Esta semana, Nayib Bukele ha “militarizado” las escuelas de El Salvador. Cortes de pelo obligatorios, uniformes impecables, directores que revisan personalmente a cada estudiante, “lunes cívicos” con himnos y banderas. Una medida que ha dividido opiniones: ¿es autoritarismo disfrazado o una respuesta desesperada a la pérdida total de valores?
Lo cierto es que Bukele ha puesto el dedo en la llaga de un problema que todos vemos pero que nadie se atreve a nombrar: hemos perdido completamente la educación básica. Y no hablo de matemáticas o lengua. Hablo de saber estar, de respeto elemental, de normas de convivencia.
Lo tenemos ante nuestros ojos cada día: gente que se grita en la cola del supermercado por nimiedades, discusiones porque un perro ladra, o por un sitio para aparcar, gente que se insulta y amenaza en redes sociales como si fuera un deporte, que convierte cualquier discusión en un campo de batalla. ¿Cuándo empezamos a creer que tener razón nos da derecho a ser maleducados?
El problema, en mi humilde opinión, es que las democracias necesitan ciudadanos educados. No me refiero a títulos universitarios, sino a algo más básico: la capacidad de discrepar sin destruir, de convivir con quien piensa diferente, de resolver conflictos sin convertirlos en guerras personales.
Mientras Bukele experimenta con disciplina militar, nosotros seguimos con nuestras “pedagogías blandas” que han fracasado estrepitosamente. Hemos pasado de la autoridad al libertinaje, sin comprender que cuando se quiere dar libertad, hay que presentarla con grandes dosis de responsabilidad. El resultado está a la vista: generaciones que confunden libertad con salvajismo. La falta de respeto a los mayores, a los otros en general, y pensar que tener razón te da carta blanca para maltratar a cualquiera.
Autoridad sin autoritarismo, límites sin represión, educación sin adoctrinamiento. Porque una sociedad que no educa a sus ciudadanos está condenada a elegir entre el desorden y el totalitarismo
No digo que la solución sea militarizar las escuelas, pero sí me parece que hace falta una reflexión profunda, tanto a nivel individual como colectivo. La educación nace de la familia, se refuerza en la escuela y en el entorno social.

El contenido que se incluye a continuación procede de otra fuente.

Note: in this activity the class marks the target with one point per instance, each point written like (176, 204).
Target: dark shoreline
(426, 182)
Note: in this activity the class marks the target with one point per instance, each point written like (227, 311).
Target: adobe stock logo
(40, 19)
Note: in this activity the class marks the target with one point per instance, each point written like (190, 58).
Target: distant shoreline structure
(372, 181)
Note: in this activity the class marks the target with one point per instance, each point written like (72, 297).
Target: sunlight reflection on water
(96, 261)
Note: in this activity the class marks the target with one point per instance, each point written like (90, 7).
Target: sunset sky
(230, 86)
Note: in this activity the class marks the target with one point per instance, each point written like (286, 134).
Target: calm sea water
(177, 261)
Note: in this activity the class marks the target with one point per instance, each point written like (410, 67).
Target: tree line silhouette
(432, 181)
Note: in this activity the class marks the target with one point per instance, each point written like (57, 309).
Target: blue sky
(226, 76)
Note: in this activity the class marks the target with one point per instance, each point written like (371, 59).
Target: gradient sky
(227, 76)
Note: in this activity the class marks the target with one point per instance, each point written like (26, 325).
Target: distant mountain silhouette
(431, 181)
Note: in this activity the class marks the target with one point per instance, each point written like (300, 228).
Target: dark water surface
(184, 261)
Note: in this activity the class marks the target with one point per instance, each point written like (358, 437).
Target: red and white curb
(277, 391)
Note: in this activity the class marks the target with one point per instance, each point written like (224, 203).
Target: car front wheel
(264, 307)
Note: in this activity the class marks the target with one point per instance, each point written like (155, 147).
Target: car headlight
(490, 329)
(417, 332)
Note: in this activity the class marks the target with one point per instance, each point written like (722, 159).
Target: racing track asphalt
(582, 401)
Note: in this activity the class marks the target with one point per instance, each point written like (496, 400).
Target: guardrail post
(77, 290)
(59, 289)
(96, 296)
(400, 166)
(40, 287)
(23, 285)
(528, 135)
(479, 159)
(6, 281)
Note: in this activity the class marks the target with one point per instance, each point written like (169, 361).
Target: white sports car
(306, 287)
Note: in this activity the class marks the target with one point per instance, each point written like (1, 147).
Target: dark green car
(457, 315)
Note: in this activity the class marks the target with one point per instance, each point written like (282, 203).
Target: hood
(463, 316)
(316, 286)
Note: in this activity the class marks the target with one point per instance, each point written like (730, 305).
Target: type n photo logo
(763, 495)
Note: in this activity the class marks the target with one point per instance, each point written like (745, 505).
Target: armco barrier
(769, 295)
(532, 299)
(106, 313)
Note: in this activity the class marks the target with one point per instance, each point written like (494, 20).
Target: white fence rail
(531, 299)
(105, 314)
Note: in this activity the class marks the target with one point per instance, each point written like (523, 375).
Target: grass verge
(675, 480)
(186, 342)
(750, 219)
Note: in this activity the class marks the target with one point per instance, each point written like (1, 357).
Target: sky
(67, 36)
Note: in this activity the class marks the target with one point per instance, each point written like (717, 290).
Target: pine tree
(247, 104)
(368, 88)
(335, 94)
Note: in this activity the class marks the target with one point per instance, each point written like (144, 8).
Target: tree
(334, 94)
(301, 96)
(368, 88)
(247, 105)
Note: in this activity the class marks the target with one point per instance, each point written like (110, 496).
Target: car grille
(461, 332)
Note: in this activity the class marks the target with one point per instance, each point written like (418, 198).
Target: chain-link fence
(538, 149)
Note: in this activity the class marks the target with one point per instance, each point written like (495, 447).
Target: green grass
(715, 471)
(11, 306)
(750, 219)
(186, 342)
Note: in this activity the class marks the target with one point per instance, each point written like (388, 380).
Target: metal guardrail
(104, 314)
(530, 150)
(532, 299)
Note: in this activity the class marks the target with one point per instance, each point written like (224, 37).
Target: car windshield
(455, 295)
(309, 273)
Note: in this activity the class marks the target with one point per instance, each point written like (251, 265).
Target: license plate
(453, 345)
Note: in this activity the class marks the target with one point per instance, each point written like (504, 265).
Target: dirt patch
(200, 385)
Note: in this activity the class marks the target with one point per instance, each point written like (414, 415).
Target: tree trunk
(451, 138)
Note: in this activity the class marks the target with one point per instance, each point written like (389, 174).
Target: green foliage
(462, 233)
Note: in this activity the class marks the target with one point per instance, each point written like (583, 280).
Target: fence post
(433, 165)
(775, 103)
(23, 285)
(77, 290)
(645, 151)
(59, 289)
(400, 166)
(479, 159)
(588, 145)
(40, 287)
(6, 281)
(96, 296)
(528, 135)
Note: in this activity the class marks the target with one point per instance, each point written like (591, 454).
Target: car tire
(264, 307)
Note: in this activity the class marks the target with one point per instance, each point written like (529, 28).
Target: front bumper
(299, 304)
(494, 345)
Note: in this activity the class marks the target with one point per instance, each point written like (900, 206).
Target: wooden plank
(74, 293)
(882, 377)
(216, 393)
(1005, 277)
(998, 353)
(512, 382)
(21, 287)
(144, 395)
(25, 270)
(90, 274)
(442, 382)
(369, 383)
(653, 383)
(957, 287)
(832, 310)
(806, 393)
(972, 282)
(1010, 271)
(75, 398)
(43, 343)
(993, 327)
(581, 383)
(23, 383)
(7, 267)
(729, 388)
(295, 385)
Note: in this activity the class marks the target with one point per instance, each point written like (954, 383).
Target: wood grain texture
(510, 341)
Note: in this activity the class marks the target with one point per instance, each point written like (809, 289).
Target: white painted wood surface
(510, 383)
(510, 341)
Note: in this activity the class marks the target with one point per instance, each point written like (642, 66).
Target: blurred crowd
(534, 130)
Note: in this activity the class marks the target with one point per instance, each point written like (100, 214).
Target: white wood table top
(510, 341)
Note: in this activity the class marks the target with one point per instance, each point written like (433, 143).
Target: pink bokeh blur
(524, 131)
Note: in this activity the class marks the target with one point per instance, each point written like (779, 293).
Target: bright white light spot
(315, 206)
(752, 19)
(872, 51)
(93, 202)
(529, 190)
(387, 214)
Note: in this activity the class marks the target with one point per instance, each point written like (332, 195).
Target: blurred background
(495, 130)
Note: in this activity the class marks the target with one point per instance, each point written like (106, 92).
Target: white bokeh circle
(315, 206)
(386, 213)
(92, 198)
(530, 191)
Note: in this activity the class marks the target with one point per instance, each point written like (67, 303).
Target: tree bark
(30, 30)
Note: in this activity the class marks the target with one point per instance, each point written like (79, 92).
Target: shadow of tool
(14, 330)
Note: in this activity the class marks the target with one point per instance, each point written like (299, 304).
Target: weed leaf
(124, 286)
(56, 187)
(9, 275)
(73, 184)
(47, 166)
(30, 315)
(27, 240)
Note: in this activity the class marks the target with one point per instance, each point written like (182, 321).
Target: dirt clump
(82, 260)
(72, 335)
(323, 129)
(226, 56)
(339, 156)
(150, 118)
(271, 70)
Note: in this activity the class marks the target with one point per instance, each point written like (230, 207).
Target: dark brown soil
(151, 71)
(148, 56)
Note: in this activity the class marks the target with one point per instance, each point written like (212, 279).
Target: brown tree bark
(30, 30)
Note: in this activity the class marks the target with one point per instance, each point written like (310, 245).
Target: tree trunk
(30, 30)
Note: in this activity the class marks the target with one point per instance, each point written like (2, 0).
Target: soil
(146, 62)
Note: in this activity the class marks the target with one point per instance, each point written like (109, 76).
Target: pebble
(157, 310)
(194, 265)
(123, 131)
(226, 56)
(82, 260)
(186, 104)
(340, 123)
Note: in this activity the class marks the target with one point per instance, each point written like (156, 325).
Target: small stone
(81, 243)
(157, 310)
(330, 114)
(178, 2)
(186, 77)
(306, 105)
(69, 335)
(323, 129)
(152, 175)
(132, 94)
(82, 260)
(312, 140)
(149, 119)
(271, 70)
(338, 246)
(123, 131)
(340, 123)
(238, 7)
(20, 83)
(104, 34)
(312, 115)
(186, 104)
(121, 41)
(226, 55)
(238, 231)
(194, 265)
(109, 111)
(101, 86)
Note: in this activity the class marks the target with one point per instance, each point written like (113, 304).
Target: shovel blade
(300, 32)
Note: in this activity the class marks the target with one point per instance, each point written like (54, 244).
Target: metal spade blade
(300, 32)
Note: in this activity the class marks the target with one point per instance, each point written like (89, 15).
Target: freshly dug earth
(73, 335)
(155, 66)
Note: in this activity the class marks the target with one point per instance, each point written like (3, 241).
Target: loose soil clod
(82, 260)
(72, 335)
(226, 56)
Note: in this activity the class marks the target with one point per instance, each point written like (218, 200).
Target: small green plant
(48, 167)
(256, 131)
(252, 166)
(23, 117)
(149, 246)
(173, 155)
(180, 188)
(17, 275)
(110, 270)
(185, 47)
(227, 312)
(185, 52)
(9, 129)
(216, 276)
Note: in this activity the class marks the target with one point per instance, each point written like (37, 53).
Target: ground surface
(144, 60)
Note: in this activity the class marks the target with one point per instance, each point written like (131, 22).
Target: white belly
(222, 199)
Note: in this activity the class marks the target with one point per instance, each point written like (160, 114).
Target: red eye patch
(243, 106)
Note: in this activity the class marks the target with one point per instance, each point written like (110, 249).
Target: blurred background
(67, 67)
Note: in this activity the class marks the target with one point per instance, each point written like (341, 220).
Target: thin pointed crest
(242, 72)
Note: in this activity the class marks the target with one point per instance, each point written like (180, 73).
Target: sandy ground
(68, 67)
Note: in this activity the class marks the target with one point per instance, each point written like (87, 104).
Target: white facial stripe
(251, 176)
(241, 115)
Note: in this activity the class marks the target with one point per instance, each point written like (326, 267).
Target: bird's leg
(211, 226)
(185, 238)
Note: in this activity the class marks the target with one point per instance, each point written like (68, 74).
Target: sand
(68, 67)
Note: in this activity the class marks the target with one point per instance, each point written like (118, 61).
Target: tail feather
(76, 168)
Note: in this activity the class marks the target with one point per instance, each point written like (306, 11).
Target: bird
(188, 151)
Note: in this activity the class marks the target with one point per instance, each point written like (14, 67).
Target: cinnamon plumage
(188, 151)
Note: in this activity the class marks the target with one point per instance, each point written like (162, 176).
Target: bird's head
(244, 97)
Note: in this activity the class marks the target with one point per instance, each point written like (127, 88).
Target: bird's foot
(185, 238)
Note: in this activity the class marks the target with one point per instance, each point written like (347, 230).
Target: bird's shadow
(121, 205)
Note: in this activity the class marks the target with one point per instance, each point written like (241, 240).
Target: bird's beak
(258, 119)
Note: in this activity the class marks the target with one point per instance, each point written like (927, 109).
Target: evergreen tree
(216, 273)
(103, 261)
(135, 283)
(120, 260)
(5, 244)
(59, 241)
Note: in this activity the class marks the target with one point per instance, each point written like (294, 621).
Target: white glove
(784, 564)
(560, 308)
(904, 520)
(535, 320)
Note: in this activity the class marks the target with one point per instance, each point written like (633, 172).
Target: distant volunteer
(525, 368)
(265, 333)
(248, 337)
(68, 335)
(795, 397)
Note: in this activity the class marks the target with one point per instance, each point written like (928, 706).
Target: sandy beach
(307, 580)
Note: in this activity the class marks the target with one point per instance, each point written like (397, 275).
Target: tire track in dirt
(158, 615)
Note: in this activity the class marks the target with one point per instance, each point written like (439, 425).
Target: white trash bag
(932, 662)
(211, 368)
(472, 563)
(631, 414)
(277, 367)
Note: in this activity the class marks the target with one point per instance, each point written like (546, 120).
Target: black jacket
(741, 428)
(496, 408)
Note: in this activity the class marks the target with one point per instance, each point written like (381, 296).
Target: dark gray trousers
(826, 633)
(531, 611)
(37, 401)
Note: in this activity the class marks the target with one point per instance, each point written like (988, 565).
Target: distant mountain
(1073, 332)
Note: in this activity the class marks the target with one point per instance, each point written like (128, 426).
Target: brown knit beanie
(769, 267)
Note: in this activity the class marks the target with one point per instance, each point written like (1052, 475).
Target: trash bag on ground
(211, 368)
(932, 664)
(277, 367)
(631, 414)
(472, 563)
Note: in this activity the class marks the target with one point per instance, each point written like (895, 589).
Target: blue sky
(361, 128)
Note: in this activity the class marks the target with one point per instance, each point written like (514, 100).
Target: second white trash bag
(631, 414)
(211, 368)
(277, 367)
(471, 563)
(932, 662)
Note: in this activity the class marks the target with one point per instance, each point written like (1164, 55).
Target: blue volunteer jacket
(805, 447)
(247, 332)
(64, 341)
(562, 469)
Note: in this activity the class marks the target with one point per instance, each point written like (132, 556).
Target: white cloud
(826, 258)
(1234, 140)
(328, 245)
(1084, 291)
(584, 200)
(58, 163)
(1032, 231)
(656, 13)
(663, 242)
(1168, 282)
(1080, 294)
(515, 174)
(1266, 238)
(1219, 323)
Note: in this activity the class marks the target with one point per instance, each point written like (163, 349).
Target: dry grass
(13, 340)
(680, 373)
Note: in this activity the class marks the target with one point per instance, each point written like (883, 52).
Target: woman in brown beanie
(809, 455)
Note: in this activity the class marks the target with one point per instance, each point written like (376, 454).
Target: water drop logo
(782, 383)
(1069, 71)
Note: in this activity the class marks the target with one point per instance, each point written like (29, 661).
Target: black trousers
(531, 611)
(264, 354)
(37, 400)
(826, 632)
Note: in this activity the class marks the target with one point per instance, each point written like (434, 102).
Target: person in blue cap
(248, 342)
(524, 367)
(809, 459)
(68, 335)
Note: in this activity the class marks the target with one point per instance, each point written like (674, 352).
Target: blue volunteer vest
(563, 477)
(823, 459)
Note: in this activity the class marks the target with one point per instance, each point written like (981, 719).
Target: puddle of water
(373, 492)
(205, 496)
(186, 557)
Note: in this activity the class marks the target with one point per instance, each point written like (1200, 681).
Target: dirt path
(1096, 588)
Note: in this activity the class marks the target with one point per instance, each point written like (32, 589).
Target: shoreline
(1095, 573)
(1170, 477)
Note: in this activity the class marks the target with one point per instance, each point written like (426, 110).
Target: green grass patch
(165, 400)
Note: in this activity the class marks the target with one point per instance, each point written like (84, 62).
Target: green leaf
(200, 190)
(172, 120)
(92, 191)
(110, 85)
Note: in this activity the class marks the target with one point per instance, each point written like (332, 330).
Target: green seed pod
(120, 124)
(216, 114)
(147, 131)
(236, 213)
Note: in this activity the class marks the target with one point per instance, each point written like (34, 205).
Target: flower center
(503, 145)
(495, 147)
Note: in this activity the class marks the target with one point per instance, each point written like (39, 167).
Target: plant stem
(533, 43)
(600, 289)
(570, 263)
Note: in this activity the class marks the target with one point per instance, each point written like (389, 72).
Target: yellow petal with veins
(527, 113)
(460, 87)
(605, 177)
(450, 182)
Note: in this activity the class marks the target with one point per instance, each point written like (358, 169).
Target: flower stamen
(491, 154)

Y no me parece que sea solamente un problema de los más pequeños, ni de los adolescentes. Es que la gente adulta tiene los nervios a flor de piel, se llegan a decir barbaridades sin medir las consecuencias, ni quién pueda estar presente. Hay una tendencia a montar broncas, sin educación ni respeto, por cualquier cosa. Y al mismo tiempo, cuando toca reclamar, con razón, muchos se callan porque parecen haber asumido que reclamar tus derechos supone pasar un mal trago. Es normal, porque si la otra parte va a reaccionar “de cualquier manera”, es muy complicado resolver conflictos en este ambiente.
Algo tendremos que hacer cuando vemos que cada vez más gente es incapaz de mantener una conversación civilizada, que cualquier contrariedad genera explosiones desproporcionadas, que hemos normalizado la agresividad como forma de relacionarnos. El péndulo, como decía antes, conlleva que muchos no quieran decir nada ante una injusticia, por miedo a lo que pueda venir después.
La democracia no funciona con salvajes. Requiere ciudadanos que sepan escuchar, que toleren la frustración, que entiendan que sus derechos terminan donde empiezan los de otros. Si no recuperamos esos mínimos civilizatorios, terminaremos eligiendo entre el caos o la mano dura. Entre el caos y el orden, ¿le suena?
El caso Bukele es un espejo incómodo: mientras unos aplican disciplina autoritaria, otros no aplicamos ninguna. ¿Cuál de los dos extremos es más peligroso para la convivencia democrática?
La respuesta está en el equilibrio que hemos perdido: autoridad sin autoritarismo, límites sin represión, educación sin adoctrinamiento. Porque una sociedad que no educa a sus ciudadanos está condenada a elegir entre el desorden y el totalitarismo.